25 signs that you have grown up

Nice compilation again. You are grown and responsible gentleman/woman when :

1. Your houseplants are alive, and you can’t smoke any of them.

2. Having sex in a twin bed is out of the question.

3. You keep more food than beer in the fridge.

4. 6:00 AM is when you get up, not when you go to bed.

5. You hear your favorite song in an elevator.

6. You watch the Weather Channel.

7. Your friends marry and divorce instead of “hook up” and “break up”.

8. You go from 130 days of vacation time to 14.

9. Jeans and a sweater no longer qualify as “dressed up”.

10. You’re the one calling the police because those %&@# kids next door won’t turn down the stereo.

11. Older relatives feel comfortable telling sex jokes around you.

12. You don’t know what time Taco Bell closes anymore.

13. Your car insurance goes down and your car payments go up.

14. You feed your dog Science Diet instead of McDonald’s leftovers.
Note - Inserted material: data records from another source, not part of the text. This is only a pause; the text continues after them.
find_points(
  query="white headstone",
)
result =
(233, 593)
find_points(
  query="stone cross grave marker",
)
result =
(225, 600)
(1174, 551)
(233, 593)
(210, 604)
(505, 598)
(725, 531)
15. Sleeping on the couch makes your back hurt.

16. You take naps.

17. Dinner and a movie is the whole date instead of the beginning of one.

18. Eating a basket of chicken wings at 3 AM would severely upset, rather than settle, your stomach.

19. You go to the drug store for ibuprofen and antacid, not condoms and pregnancy tests.

20. A $4.00 bottle of wine is no longer “pretty good shit”.

21. You actually eat breakfast food at breakfast time.

22. “I just can’t drink the way I used to” replaces “I’m never going to drink that much again”.

23. 90% of the time you spend in front of a computer is for real work.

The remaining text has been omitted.